Olson gracefully takes the reader through the twists and turns of his missionary adventures. He does not shy away from the unpleasant or unflattering moments, recounting his bouts with severe diarrhea, hepatitis, and parasites. He is also remarkably honest about his impulsive attitude and his often irresponsible actions. Though Olson is the hero of his book, he does not paint a perfect portrait of himself. His self-effacing honesty is refreshing and helps the reader avoid seeing Olson as a super-spiritual saint.
At the same time, Olson does not shy away from relating his strengths in ministry. He describes forthright his talent for mastering different languages and his ability to assimilate into foreign cultures that often required him to associate with people who held opposing viewpoints. He also writes of his ability to overcome his initial distaste for certain Motilone practices.
Olson’s book raises several thought-provoking questions regarding missionary proclamation of the gospel. First, I was left wondering how much time is necessary for assimilation into a culture before gospel proclamation can or should begin. Olson spends years with the Motilone Indians (two-thirds of the book) before he ever begins to witness. Of course, these years are not wasted. Olson is busy learning the tribe’s language and customs. He is adjusting to their food and their way of life. Only once he has completely gained their trust does he attempt to share the gospel, and even then, this takes place when he is prompted by an external circumstance and not his own plan.
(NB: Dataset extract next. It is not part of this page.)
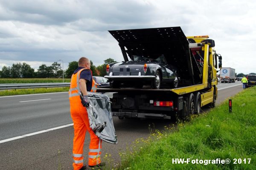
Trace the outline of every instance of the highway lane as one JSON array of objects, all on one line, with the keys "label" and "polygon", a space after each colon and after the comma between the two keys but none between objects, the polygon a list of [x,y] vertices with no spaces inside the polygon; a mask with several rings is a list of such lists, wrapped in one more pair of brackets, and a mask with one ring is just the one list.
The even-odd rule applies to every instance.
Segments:
[{"label": "highway lane", "polygon": [[[218,88],[221,89],[228,86],[241,84],[241,82],[236,82],[235,83],[220,83]],[[241,85],[220,90],[218,91],[217,103],[241,90]],[[0,116],[1,117],[0,134],[1,138],[6,139],[7,136],[9,136],[8,137],[14,137],[72,123],[69,111],[67,94],[42,95],[9,98],[14,98],[12,99],[0,98]],[[19,102],[46,99],[51,99],[31,102],[35,102],[34,103],[29,102],[21,104]],[[59,100],[60,101],[58,102]],[[40,104],[37,103],[38,102]],[[15,103],[15,105],[11,103]],[[27,105],[22,105],[23,104]],[[9,105],[9,107],[5,105]],[[43,106],[40,106],[41,105]],[[13,108],[10,109],[9,107]],[[33,109],[29,109],[30,107]],[[6,109],[11,110],[6,111]],[[58,109],[59,111],[58,111]],[[16,111],[15,110],[17,110],[16,112],[12,113]],[[2,119],[2,116],[3,120]],[[12,119],[14,119],[14,120],[12,121]],[[26,121],[26,119],[28,120]],[[119,120],[116,117],[113,117],[113,120],[119,143],[113,145],[103,142],[102,153],[103,154],[111,153],[116,162],[120,160],[119,153],[125,150],[126,147],[129,146],[135,139],[138,138],[146,138],[148,136],[149,125],[152,127],[154,124],[155,129],[162,130],[164,126],[175,123],[173,121],[159,119]],[[6,122],[5,123],[5,121]],[[19,122],[18,125],[13,128],[12,125],[5,124],[9,123],[15,125],[17,124],[16,121]],[[39,125],[37,125],[37,123]],[[3,124],[4,125],[3,126]],[[3,127],[5,128],[5,130],[2,130]],[[5,130],[9,130],[9,132],[6,133]],[[17,130],[19,132],[16,132]],[[23,132],[23,130],[26,131]],[[2,134],[4,135],[3,138]],[[7,169],[55,170],[58,167],[59,158],[62,169],[72,169],[73,135],[73,128],[70,126],[0,144],[0,169],[6,169],[8,167]],[[89,139],[88,136],[87,136],[84,148],[85,152],[88,150]],[[60,153],[58,154],[58,151],[60,151]],[[85,162],[87,162],[87,160],[85,160]]]}]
The narrative plays out in such a way that one would doubt that the gospel message would have been effective any other way. The way Olson describes his experiences leads one to believe that had Olson not taken those years of preparation, in which he did not share the gospel story, his message would have been misunderstood and rejected by the natives. Is this the biblical picture of evangelism?
I do not call into question the amazing work that the Lord has done through Bruce Olson. It is evident that God used him mightily to reach the Motilones. However, Olson’s fascination with tribal customs and traditions and his reticence to speak the gospel truth during his first few years with the Indians raise concerns. One would assume that a missionary would be eager to share the gospel at the moment he or she feels able to communicate freely within the linguistic and cultural context of service. Olson does not justify those years of silence, and in fact, he raises the same concern himself.
The second question that arises from Olson’s narrative concerns the nature of the gospel event. The book’s climactic chapter is titled “Jesus the Motilone,” and it recounts Olson’s telling of the gospel story and Bobby’s subsequent conversion. Olson’s contextualization of the gospel message for the primitive Indian tribe is ingenious. He uses Motilone language, myths, fables, and lingo in order to make the message accessible to the people. Olson effectively communicates the theology of the gospel proclamation.
Yet, missing entirely from the discussion is the historicity of the gospel. Olson revels in the fact that the Motilone Indians picture a Jesus who “had dark skin… wore a G-string and hunted with bows and arrows. Jesus was a Motilone”.
Is this the correct way to share the Gospel? There is no relation of Old Testament history or the Creation and Fall. Olson’s Jesus could have lived in any time in any place and been any nationality. In some sense, it is true that Jesus could have come from anywhere. But He did not. Jesus was a Jew from first-century Israel. In the book, Olson does not correct the misconceptions that the Motilones have of the historical Jesus. Instead, he delights in those misconceptions as evidence of his effective contextualization of the gospel message. This quandary is, at least, partly resolved as Olson eventually translates the Gospel of Mark and Philippians.
A third question arises regarding the nature of Indian culture. I was disturbed by how many of the Indian customs went unchallenged by Olson. Especially disconcerting is the Motilone tradition of lifting a corpse to the sky to be eaten by vultures. Olson explains that the tradition is meant to display the departure of the soul to the place “beyond the horizon”. Olson describes it in detail several times, before eventually stating that he plans on having the same thing done to him when he dies. Is this custom morally neutral? I admire Olson’s respect for the native culture and traditions. However, historical Christianity has promoted the practice of burial, in anticipation for the resurrection of the body. These and other theological concepts are not discussed by Olson. The important thing is the “soul,” and not the body. A concept more Gnostic than Christian.
Olson does not counter the Indian customs with the gospel message. He preaches a personal conversion that comes about through faith in a personal Lord. Because of this, Olson’s gospel is somewhat truncated. Jesus is a nonhistorical figure whose story brings about personal transformation but leaves most cultural assumptions largely intact.
Bruchko deserves to be read by all missionaries who are seeking to be culturally relevant in the society to which God has called them. Olson’s passion for the Gospel and his love for the Motilone people are clearly visible in his exciting narrative. Though Olson’s story raises many concerns regarding the extent to which we should contextualize the gospel, it forces the reader to ask hard questions and to wrestle with the implications of what it means to “be all things to all people.”